**
Written by Nick Dear
Directed by Richard Eyre
This review was first published in The Public Reviews
Shaun Dooley (l) and Pip Carter watch Hattie Morahan (Helen) |
Nick Dear’s play charts Thomas’ life from his younger days and meeting Helen, whom he was to marry, and pays particular attention to his relationship with the much lauded American poet Robert Frost, as their paths crossed shortly before the outbreak of war. Thomas also enjoyed an arguably unhealthy but nonetheless strictly platonic friendship with the 20th century writer Eleanor Farjeon, adding a complexity further deepened by Helen’s ensuing jealousy, which forms another strand of Dear’s writing.
Whilst the play’s canvas is certainly broad, it fails to be as effective as Dear would surely have intended, only occasionally presenting a moving depiction of the human condition. Thomas, sensitively played by Pip Carter, wrote of rural landscapes and as the programme acknowledges, often with a metaphysical reach that embraced the natural world around him. He was a man enchanted by birdsong and nature. To then attempt to recreate and import his beautiful world onto a theatre’s stage, albeit one sprinkled with genuine earth but nonetheless still within the intrinsically artificial environment of the Almeida auditorium and then pepper it with recorded sound effects and a starlit backcloth, seems to abuse all that was natural that inspired this wonderful poet. Dear has also reduced too much of the action of Thomas’ life to caricature, though Ifan Huw Dafydd relishes his role as Phillip, Edward’s father. Shaun Dooley as Frost is a stiltedly arrogant American, and when late in act two he relates the familial tragedies that have befallen him, it seems a strangely perfunctory inventory of death and illness.
The audience learn of Thomas’ death firstly in an act one monologue from Farjeon, touchingly performed by Pandora Colin and then after the interval, complete with sound effects and pyro, we have to witness the poet’s actual demise on stage. Dear’s re-visiting of this death is unnecessary and rarely has a stage reference to The Great War been as unmoving as this play’s. One jumps at the explosion, but does not weep at the loss. R C Sherriff’s Journey’s End achieved so much more with much less stagecraft.

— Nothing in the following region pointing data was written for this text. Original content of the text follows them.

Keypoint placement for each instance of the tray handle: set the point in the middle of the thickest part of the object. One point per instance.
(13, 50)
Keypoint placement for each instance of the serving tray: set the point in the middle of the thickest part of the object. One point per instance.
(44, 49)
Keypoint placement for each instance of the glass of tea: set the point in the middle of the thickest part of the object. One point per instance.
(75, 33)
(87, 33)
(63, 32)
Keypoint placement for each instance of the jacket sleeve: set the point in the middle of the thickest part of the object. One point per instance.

Whilst the work’s intentions are noble, as a drama it is flawed. Richard Eyre has immense wisdom and creative talent and with further development, this tale could deserve a cinematic treatment. Eyre has excellent form behind the camera, and for him to capture England’s Hampshire and Gloucestershire and New England’s Franconia on film, would give Dear’s writing and Thomas’ verse the stage they so richly deserve.